The approach applied by courts in such situations can be compared to the strategies used when dealing with cases that do not involve marital property. The courts do not ring-fence personal injury damages and usually recourse them in order to meet the needs of involved parties.
The courts go beyond considering the parties’ needs when determining such cases. They do not always aim to attain equality. A personal injury award can be made to a single party. In such cases, the award is not based on the parties’ need but the court has to consider other factors such as how long the marriage has lasted.
Courts also have to consider the amount of assets available in relation to what the parties needs if they decide to depart from equality. It assets are limited; a court can apply the discretionary percentage strategy to ensure the parties’ needs are met.
In situations where the assets in question are not related to other assets, it is easy to value the damage, and there are no objections that the non-injured person party can claim the damages, a court can apply a two-stage approach.
While the approach applied in personal injury damage cases is generally similar to non-matrimonial property cases, there are some factors that only apply to the former. There may be situations where the amount of money that is awarded for damages is limited and is specifically offered because of the suffering and pain that an individual has suffered, making it unsuitable for a court to order a percentage of the sum to be paid out to the non-injured spouse.

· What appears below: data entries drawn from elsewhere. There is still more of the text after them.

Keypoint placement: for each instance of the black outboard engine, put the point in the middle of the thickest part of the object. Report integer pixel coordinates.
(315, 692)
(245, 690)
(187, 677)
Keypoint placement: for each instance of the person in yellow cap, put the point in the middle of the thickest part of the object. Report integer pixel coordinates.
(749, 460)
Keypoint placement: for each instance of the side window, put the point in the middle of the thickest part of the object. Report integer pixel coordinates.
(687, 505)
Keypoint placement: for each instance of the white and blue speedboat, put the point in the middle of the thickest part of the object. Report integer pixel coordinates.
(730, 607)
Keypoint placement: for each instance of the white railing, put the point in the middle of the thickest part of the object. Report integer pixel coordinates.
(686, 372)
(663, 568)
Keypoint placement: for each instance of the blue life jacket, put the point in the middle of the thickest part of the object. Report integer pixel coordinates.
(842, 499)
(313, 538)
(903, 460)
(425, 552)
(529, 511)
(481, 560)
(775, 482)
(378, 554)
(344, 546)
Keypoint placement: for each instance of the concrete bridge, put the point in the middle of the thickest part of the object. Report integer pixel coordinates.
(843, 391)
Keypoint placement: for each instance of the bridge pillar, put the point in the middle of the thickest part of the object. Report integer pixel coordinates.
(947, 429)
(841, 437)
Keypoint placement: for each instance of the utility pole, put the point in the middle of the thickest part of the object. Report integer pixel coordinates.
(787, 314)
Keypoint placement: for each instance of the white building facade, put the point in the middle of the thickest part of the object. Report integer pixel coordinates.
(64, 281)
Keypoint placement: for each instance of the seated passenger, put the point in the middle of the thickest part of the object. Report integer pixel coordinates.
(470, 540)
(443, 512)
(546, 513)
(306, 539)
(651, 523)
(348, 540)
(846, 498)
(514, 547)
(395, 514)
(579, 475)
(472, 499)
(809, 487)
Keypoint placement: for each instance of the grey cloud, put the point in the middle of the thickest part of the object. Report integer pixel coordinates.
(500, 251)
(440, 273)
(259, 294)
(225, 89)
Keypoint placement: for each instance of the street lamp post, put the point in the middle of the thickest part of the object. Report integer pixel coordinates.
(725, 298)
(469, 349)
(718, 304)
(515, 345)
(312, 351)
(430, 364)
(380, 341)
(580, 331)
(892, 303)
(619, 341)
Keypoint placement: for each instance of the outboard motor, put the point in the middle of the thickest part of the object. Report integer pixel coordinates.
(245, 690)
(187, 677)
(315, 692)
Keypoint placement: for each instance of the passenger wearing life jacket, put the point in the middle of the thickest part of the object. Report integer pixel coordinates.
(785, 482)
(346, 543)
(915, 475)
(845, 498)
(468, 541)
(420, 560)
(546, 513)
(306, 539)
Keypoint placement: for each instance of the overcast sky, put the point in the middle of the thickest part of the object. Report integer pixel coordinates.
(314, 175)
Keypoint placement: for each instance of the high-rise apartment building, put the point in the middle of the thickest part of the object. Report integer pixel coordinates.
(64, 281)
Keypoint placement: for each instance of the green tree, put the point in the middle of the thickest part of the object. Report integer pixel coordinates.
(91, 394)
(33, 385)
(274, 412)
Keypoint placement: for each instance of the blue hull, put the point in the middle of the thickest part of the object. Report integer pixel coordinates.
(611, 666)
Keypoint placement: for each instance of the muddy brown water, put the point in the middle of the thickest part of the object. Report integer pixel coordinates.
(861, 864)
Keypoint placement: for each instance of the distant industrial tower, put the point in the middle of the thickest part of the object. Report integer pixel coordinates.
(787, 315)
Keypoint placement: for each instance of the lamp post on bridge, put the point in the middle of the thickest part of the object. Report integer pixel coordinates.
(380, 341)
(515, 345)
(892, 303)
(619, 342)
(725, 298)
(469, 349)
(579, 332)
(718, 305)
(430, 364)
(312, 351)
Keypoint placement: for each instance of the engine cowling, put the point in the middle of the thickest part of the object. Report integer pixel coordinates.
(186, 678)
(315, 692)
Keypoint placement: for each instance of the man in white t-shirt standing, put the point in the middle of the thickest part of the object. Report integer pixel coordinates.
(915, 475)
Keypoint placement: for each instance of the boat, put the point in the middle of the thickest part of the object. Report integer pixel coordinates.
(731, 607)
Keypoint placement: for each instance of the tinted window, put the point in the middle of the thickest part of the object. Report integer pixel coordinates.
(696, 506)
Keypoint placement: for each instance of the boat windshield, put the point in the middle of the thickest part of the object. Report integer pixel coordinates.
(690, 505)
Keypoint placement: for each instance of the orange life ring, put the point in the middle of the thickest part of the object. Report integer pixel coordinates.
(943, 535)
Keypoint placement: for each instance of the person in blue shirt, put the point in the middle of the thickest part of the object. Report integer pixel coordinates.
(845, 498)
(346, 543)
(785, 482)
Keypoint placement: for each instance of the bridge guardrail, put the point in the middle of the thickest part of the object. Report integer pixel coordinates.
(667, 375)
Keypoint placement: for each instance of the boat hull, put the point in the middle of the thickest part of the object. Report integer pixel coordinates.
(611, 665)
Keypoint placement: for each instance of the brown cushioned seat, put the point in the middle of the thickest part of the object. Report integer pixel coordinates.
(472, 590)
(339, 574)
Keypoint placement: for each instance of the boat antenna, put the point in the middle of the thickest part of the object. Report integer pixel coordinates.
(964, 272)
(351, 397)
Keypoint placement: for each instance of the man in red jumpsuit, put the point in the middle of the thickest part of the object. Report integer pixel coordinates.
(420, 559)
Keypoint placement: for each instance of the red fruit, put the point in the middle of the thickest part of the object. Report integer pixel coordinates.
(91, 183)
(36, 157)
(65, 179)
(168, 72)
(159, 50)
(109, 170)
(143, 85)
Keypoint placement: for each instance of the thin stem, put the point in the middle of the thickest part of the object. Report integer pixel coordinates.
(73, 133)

However, the non-injured party can argue that the components of the injured party’s award should be shared. If part of the award is offered to compensate for the loss of future earnings, the non-injured party can claim they have a right to get a share of the award because they are also affected by the injured party’s inability to earn an income in future. The non-injured party should have a claim to certain elements of the injured party’s award. In this kind of case, a court can apply a discretionary percentage strategy to divide the parties’ assets.
It remains unclear how courts are to accept arguments that focus on particular elements of damage awards. This may be attributed to the fact that there are no case laws on this subject. However, a court can consider the purpose of the damage award to determine distribution. There are certain elements of an injured spouse’s award that directly reflect their needs such a need for care in the future. But courts have not addressed this factor when they determine an injured party’s need during financial remedy trials.
There are arguments that certain components of the damages need a different approach depending on the intended purpose of the award. But the courts are yet to accept these arguments.